И замолкал, смотря вдаль, в такие моменты Лада тихонько уходила, на прощание дотронувшись до его руки.
«Сестрицы» ни о какой беде и слыхом не слыхивали, в подводном царстве мало что менялось, пока однажды Праскева не позвала Ладу на разговор.
Они часто и подолгу беседовали, в основном Праскева рассказывала о своей прежней жизни, делилась тайными знаками, примеченными ещё со времён другой жизни, учила приметам, обычаям и запретам, позволяющим русалкам жить дружно и приносить пользу озеру.
— Пока мы здесь, это место особое. И хороводы на берегу, и венки на воде — всё это нужно как для нас, так и для них. Ты теперь должна следить, чтобы обряды соблюдались, я больше не смогу выходить на берег. Близится моё время, — с печальной улыбкой закончила она и покачала головой на все расспросы.
С той поры Лада сама могла выбирать, кому из девушек выходить на берег, кому прохожих стращать, а кому в лесу шалить. И вскоре заметила, что мир вокруг изменился.

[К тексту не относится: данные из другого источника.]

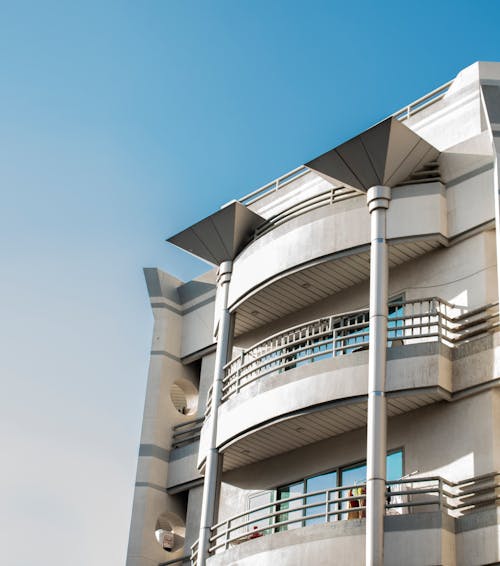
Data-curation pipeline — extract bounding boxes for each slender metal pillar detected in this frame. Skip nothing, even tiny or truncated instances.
[366,186,391,566]
[198,261,233,566]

Постепенно оскудели людские дары, на берегу сделалось тревожно, воздух гудел от напряжения, птицы вдруг замолчали, звери носа из нор не высовывали, а земля загудела, вдохнула полной грудью, как от раны глубокой.

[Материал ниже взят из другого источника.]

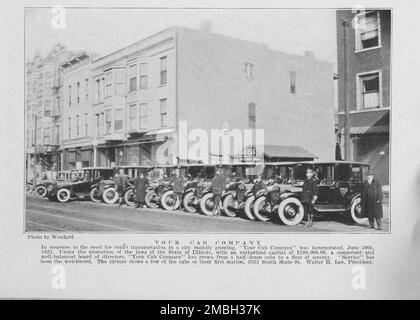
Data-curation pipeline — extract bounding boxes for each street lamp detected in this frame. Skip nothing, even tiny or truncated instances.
[343,20,350,160]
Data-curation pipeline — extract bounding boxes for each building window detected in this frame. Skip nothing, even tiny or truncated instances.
[67,118,71,139]
[244,62,254,80]
[76,82,80,103]
[355,11,381,51]
[105,71,112,97]
[76,115,80,136]
[128,64,137,92]
[115,70,125,96]
[114,109,123,131]
[290,71,296,94]
[44,100,51,117]
[99,112,105,136]
[85,79,89,103]
[44,128,50,145]
[95,79,101,102]
[140,63,147,89]
[140,103,148,129]
[85,113,88,136]
[358,72,381,110]
[160,99,168,127]
[55,126,61,145]
[160,56,168,86]
[95,113,99,137]
[105,110,112,134]
[248,103,257,129]
[130,104,137,130]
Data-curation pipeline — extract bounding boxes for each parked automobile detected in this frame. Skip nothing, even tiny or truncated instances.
[117,166,153,207]
[182,164,215,213]
[254,161,370,225]
[252,162,303,222]
[30,171,71,198]
[48,167,113,202]
[222,163,264,219]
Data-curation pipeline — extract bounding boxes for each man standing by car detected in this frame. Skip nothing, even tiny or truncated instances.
[301,168,318,227]
[134,172,149,208]
[114,169,130,207]
[361,171,383,230]
[171,168,185,210]
[211,167,226,215]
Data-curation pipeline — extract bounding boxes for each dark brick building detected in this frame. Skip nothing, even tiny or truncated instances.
[336,10,391,184]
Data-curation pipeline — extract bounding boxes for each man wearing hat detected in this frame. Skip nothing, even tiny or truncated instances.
[361,171,383,230]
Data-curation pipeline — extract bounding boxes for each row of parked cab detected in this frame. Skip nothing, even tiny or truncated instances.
[27,161,369,225]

— Покуда не ходите на берег, — дядя Митяй с каждым днём старился всё больше, и Лада ещё и потому поняла, что на землю накинула невзрачный полог Беда. Сожрала все краски буйного лета, одела лес и берег озера в насупленное молчание.
Больше не было незваных гостей, со стороны деревни перестали приносить дары русалкам, ива вмиг состарилась и теперь стояла у воды сгорбившимся старичком. Дух дерева, и тот больше не общался с Ладой, вздыхал на все уговоры молвить слово, и Лада решила покамест его не тревожить.

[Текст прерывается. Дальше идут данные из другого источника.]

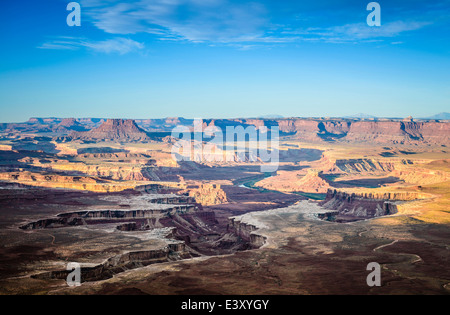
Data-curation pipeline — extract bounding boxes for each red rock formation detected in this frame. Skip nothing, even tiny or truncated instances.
[71,119,150,141]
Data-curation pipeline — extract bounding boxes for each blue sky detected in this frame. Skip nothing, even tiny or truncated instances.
[0,0,450,122]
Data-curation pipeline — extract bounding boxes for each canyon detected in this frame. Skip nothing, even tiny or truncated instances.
[0,117,450,294]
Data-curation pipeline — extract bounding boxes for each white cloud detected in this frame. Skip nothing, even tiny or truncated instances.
[38,37,145,55]
[74,0,436,47]
[81,0,268,42]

— Да что случилось-то?! — спрашивали «сестрицы», обступив Ладу, когда она в гордом одиночестве возвращалась в подводное царство, где всё казалось прежним. Знакомым, родным и спокойным, даже стайки рыб играли в зарослях водорослей с прежним азартом.
— Сама не ведаю, дядя Митяй говорит, что скоро узнаем.
Праскева уже не участвовала в разговорах, сидела на окраине их поселения на старом бревне и смотрела на колыхающиеся водоросли. Лада по привычке спрашивала её совета, потому что никак не воспринимала себя как главу подводного мира, но в последние годы Праскева на все просьбы дать совет отвечала:
— Скажи, как сама считаешь, а я послушаю.
А потом и вовсе сделалась безучастной. Руки Праскевы истончились, казалось, что вода течёт сквозь них, не встречая препятствий, со спины и вовсе можно было подумать, что не русалка сидит на коряге, а что-то такое давно истлевшее, превратившееся в продолжение бревна, покрытое белой тканью.